Les crampons: outil de progression et non de sécurité? 51

Crampons, outil de progression


En 1943, Edouard Frendo et Marcel Pourchier présentaient ainsi l'usage du piolet (La technique de l'alpinisme, édition Arthaud, publication reportée après la guerre en mai 1946):
"Le piolet, utilisé dans la marche sur le glacier, sert à deux fins:
      1/ Comme instrument de sécurité (appui et assurance).
      2/ Pour la taille des marches. "

Plus loin, les auteurs introduisent les crampons:
"Les crampons sont des instruments permettant de gravir rapidement, sans tailler, des pentes de neige dure ou de glace de sérac allant jusqu'à 65° environ, de glace de couloir allant jusqu'à 50-55° au maximum."
Il n'est pas question "d'instrument de sécurité". Mieux, à la page 144, un paragraphe est consacré au "Danger des crampons":

Danger des crampons

Gaston Rébuffat, brillant élève de Frendo, complète le discours en 1974 (Le massif des Ecrins, les 100 plus belles courses, éditions Denoël) en conclusion d'un paragraphe consacré au risque de glissade:
"Egalement, ne pas croire que les crampons sont automatiquement une garantie; c'est même le contraire, si l'on ne sait pas cramponner car ils procurent alors une fausse sécurité, ou encore si la neige "botte" sous les crampons."

Plus loin dans l'ouvrage culte des années soixante-dix, à la 53e course consacrée à l'arête nord-est des Trois Dents du Pelvoux, le guide le plus pédagogue de l'histoire mondiale de l'alpinisme devient franchement explicite:
"Si l'on revient par le glacier des Violettes, les crampons peuvent être utiles selon les conditions; inversement, il est bon de ne chausser les crampons que s'ils sont vraiment indispensables, car sur la neige, ils peuvent donner une fausse impression de sécurité alors que, d'une part, c'est le contraire et que, d'autre part, dans l'apprentissage, il convient de s'habituer à la marche sur neige et pour cela que le pied ait un contact direct."
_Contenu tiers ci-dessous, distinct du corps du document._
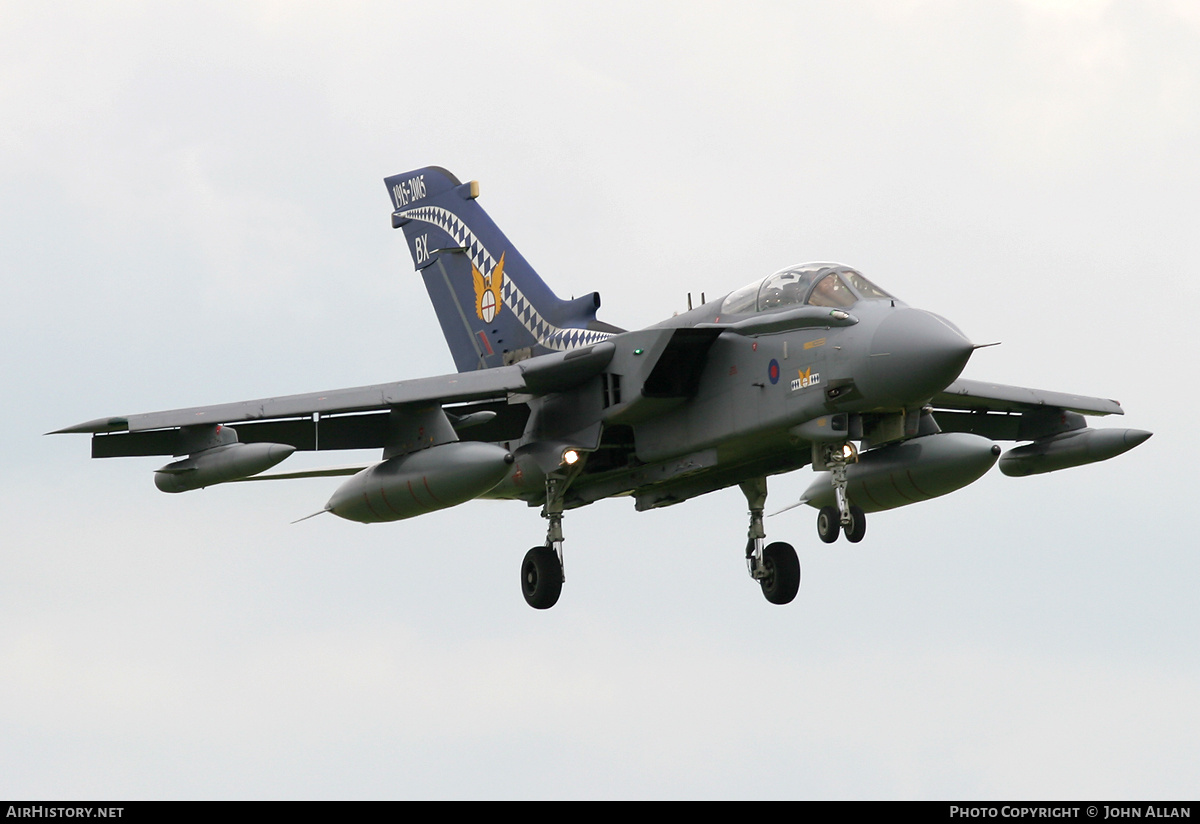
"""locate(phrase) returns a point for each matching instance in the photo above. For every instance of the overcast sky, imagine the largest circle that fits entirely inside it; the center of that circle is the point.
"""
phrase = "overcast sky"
(193, 212)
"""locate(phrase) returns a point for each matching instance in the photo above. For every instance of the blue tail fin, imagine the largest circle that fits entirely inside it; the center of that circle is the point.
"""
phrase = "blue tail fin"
(492, 306)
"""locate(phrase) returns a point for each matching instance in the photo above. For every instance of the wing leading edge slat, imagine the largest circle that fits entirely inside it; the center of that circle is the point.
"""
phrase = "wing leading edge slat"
(977, 395)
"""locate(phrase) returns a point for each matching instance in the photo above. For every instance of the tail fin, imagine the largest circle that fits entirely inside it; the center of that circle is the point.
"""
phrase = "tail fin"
(492, 306)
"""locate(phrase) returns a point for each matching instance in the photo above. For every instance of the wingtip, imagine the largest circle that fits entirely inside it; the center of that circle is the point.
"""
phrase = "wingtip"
(312, 516)
(97, 426)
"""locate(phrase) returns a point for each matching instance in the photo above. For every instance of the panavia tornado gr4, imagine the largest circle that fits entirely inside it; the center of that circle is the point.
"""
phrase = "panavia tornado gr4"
(814, 365)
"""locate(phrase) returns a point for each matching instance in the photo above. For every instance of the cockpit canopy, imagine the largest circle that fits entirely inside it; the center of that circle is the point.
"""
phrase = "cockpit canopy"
(813, 283)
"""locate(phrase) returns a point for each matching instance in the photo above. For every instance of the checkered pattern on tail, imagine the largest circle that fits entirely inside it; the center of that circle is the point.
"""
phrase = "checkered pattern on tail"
(546, 334)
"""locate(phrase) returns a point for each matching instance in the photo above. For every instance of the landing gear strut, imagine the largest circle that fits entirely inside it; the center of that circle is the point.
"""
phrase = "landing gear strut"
(541, 571)
(775, 566)
(845, 516)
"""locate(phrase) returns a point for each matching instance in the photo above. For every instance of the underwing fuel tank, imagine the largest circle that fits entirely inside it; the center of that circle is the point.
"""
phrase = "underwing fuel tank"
(220, 464)
(910, 471)
(419, 482)
(1069, 449)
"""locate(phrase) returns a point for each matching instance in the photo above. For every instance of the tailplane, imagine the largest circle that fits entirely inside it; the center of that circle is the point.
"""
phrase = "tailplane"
(492, 306)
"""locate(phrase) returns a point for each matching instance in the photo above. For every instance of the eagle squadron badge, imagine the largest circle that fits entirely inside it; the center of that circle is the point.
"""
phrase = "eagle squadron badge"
(487, 290)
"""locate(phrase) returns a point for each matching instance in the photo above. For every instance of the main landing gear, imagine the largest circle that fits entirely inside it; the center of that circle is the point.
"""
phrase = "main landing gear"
(541, 571)
(774, 566)
(845, 517)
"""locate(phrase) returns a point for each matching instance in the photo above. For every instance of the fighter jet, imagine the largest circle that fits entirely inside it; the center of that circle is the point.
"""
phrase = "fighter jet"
(810, 366)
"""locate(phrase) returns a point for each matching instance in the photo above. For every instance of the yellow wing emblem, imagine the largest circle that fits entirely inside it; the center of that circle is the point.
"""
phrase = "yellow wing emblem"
(487, 290)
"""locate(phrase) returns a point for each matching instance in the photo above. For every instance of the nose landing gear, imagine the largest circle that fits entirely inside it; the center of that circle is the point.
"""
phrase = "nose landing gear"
(775, 566)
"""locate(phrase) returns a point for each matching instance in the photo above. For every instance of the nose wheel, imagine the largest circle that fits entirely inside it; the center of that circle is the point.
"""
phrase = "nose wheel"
(843, 517)
(774, 566)
(541, 577)
(829, 524)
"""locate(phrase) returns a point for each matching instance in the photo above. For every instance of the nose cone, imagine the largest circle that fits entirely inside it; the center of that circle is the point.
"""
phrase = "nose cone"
(913, 355)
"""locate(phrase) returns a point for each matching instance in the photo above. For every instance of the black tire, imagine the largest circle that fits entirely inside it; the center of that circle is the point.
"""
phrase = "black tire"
(541, 578)
(783, 581)
(828, 523)
(857, 527)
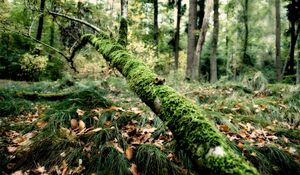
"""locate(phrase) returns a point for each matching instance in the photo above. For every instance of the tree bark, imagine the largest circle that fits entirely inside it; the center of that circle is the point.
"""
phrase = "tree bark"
(123, 23)
(291, 63)
(213, 57)
(124, 9)
(201, 39)
(191, 39)
(177, 35)
(41, 21)
(155, 25)
(298, 64)
(245, 57)
(191, 128)
(278, 31)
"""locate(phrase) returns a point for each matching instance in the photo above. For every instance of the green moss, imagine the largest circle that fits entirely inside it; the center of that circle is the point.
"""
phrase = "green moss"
(191, 128)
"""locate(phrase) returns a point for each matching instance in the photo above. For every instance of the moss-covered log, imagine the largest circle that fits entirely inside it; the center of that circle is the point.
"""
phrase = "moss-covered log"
(192, 130)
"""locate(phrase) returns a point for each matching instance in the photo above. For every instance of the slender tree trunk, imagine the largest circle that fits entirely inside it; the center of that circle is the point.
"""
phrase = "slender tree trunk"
(155, 29)
(197, 53)
(41, 21)
(213, 57)
(291, 63)
(52, 31)
(278, 31)
(177, 35)
(298, 63)
(123, 23)
(189, 124)
(124, 9)
(245, 57)
(191, 38)
(200, 14)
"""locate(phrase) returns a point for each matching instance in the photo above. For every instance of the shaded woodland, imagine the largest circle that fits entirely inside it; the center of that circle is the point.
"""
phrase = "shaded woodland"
(150, 87)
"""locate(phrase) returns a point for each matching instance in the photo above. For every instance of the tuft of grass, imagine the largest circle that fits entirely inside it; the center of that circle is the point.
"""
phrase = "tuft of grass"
(10, 106)
(151, 160)
(110, 161)
(270, 160)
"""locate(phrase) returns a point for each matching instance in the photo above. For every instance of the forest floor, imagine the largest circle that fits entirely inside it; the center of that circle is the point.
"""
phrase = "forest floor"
(101, 127)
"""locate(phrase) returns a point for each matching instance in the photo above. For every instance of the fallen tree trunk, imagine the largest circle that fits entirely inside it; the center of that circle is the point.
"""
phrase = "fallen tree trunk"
(192, 130)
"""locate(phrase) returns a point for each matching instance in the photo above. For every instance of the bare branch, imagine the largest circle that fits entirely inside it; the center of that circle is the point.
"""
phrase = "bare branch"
(77, 20)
Patrice de Bellefon, en 1987 (L'Alpinisme, éditions Denoël), met en garde à la fin de son chapitre consacré à la glace sur le danger d'accrocher les crampons dans le freinage d'une glissade (technique dite de "réchappe", face à la pente):
"Crampons aux pieds - cas le plus fréquent sur la glace -, il ne faut surtout pas tenter de se freiner avec leur secours. Au contraire, on veillera à les lever pour éviter que les crampons en s'accrochant ne transforment la glissade en une succession de bonds terrifiants."

On voit que les crampons, au contraire du piolet, apportent  en plus de leurs avantages incontestés un inconvénient de taille: Ils rendent la chute potentiellement plus dangereuse et l'auto arrêt plus difficile à exécuter.

Bien entendu, dès que la neige est dure ou qu'on est en présence de glace, leur chaussage devient indispensable:
  - pour éviter la taille de nombreuses marches (technique obsolète);
  - pour réduire le risque de glissade;
  - pour avoir une chance de retenir le compagnon encordé qui glisse.

La formule un peu expéditive, "outil de progression et non de sécurité", signifie donc simplement que les crampons certes limitent le risque de chute, mais que si on chute quand même, les crampons de celui qui a chuté occasionnent un risque supplémentaire.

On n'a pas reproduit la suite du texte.